“No one can make you feel inferior without your consent.” – Eleanor Roosevelt
Isn’t it funny how the older we get, the more we uncover truths about ourselves that seem glaringly obvious in hindsight? Yet, when these realizations hit, we can’t help but wonder why it took so long to connect the dots. Has that ever happened to you?
This week, I had one of those moments. I realized that, as a kid, I never felt an overwhelming need to belong—or at least, that need expressed itself differently compared to others around me. I wasn’t driven by the pressure to conform just to fit in or boost the morale of the group. I was okay (sometimes reluctantly) with standing apart and being the outlier in the room.
Now, I’m sure some who grew up with me might disagree. They’d probably recall moments where I sought friendship and acceptance, and to be fair, adolescence is universally accompanied by insecurities. But in my memories, I never recall holding back when I believed a question needed asking or an idea could improve the outcome.
After writing those thoughts, I shared them with my wife. In true fashion—like she has for the 30 years we’ve known each other—she gave me honest feedback: “That sounds a little braggy.”
She’s right, of course. Reading this from an outside perspective could paint the picture of someone overly self-assured. But what I didn’t mention is that being the one who consistently speaks up can be isolating. No one gravitates toward the “know-it-all.” No one eagerly seeks out the person who can’t seem to let things slide. I never intended to be that person. I wasn’t motivated by the need to be right—I just wanted the best possible outcome. Whether it was winning the next game, scoring higher on a project, or simply understanding the reasoning behind decisions, my focus was always collective success, not personal validation.
I don’t need to be the one who’s right—I just need to ensure that we are.
The Teenage Lens
Spending time with teenagers, as many of us do, exposes how visibly their fears and insecurities play out. They’re acutely aware of how peers, teachers, and coaches perceive them. And in an age where online commentary is constant, the judgment of strangers carries significant weight.

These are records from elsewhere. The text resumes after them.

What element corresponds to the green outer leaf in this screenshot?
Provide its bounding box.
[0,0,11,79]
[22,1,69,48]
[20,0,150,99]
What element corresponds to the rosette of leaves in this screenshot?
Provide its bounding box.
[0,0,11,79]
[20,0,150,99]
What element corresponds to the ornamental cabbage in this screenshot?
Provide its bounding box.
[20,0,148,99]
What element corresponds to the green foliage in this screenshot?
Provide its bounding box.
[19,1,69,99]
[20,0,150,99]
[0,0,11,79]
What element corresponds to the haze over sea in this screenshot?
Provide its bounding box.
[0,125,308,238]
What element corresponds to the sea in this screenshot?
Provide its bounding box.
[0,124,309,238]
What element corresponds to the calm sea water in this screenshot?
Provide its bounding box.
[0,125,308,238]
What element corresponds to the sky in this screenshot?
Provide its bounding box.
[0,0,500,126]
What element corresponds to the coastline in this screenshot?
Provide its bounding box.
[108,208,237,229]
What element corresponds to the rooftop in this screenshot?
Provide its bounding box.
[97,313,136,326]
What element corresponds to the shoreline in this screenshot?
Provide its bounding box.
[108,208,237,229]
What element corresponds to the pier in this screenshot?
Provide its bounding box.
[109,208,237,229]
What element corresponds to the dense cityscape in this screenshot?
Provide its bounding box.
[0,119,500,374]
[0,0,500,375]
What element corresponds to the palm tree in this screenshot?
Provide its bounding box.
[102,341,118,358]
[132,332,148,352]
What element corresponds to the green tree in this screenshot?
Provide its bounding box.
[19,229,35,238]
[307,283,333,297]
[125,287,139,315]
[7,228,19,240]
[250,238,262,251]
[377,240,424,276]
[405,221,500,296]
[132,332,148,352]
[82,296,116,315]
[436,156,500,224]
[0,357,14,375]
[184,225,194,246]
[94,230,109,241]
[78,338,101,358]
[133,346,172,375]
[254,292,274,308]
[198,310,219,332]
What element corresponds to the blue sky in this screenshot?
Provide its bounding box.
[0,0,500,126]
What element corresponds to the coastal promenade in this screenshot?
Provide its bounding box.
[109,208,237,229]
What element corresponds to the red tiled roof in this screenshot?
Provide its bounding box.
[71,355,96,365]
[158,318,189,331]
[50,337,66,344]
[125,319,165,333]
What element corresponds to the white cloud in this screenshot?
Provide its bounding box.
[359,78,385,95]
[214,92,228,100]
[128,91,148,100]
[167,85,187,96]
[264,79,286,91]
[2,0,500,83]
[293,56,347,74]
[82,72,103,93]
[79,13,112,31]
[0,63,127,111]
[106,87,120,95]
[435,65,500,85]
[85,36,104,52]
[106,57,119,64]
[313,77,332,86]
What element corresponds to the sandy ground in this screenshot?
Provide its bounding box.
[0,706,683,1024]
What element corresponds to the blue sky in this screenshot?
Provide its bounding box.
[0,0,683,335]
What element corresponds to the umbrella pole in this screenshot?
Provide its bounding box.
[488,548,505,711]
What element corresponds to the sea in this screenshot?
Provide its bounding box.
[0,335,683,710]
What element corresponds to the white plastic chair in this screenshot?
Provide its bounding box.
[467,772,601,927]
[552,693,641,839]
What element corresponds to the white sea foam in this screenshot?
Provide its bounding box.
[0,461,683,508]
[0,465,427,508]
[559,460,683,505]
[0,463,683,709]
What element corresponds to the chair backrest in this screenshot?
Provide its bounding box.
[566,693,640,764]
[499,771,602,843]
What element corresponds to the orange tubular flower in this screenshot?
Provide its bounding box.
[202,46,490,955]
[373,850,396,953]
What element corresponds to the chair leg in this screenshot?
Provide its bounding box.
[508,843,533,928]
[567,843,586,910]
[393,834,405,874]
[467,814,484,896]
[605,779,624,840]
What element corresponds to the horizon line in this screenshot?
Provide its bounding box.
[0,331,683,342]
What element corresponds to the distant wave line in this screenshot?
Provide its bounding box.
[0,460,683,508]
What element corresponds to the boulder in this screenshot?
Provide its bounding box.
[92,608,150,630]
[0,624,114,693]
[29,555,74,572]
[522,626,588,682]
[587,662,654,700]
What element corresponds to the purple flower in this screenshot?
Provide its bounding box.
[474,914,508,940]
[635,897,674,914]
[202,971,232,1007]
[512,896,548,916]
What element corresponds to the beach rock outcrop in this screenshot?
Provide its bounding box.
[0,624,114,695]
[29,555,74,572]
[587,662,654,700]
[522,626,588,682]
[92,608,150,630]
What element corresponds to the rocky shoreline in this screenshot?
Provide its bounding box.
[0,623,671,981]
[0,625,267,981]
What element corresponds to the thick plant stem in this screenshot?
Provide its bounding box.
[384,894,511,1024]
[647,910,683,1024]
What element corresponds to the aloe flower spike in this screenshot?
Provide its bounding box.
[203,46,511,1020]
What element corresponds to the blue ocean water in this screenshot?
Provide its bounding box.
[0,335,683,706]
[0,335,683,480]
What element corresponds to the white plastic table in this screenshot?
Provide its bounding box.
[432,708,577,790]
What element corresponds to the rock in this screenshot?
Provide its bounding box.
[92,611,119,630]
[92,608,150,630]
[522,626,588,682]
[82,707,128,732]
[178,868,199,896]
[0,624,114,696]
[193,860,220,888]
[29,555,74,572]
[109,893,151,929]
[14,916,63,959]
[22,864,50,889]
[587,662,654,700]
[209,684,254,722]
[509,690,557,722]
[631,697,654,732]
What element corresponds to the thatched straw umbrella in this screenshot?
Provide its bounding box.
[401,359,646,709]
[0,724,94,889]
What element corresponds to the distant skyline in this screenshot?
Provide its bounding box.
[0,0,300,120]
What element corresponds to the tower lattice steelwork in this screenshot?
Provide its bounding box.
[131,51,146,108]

So how do we help these young minds embrace their authentic selves and value their individuality?
Here are four actionable ideas we can implement to encourage self-worth and confidence in teens (and ourselves):
1. Class Participation as a Daily Habit:
Imagine if students earned two points each day simply for raising their hand to ask a meaningful question or contribute a thought that advances the discussion. Teachers can set the standard for what qualifies as “meaningful” and reinforce that participation matters. This not only cultivates curiosity but reinforces the value of their voice.
2. Words of the Day:
What if, before each practice or meeting, 1-3 team members were responsible for sharing a quote of the day? They’d explain why it resonated with them and how it could inspire or uplift the group. This simple task fosters leadership, reflection, and a sense of contribution.
3. Public Self-Reliance:
Parents—how often do we speak for our kids in public settings? Ordering at restaurants, correcting a mistake in their meal, or stepping in to handle issues that they could address themselves? What if we stepped back and encouraged them to advocate for their needs directly? Something as simple as, “Excuse me, I asked for scrambled eggs, but these are over-easy. Could they be remade, please?” reinforces autonomy and confidence.
4. Daily Affirmations of Value:
Before school drop-off or at the start of practice or class, imagine if the last or first words teenagers heard were: “You have value. Your thoughts and opinions matter. Speak up. Participate. Even if not everyone agrees, your courage will be noticed. We respect those who share their voice.” Repetition of this message solidifies belief in their worth.
Not everyone will resonate with their words, but the courage to speak up fosters growth. And as adults, it’s our responsibility to model this behavior and celebrate it in others.
Let’s create an environment where self-worth isn’t just an idea, but a daily practice—one action at a time.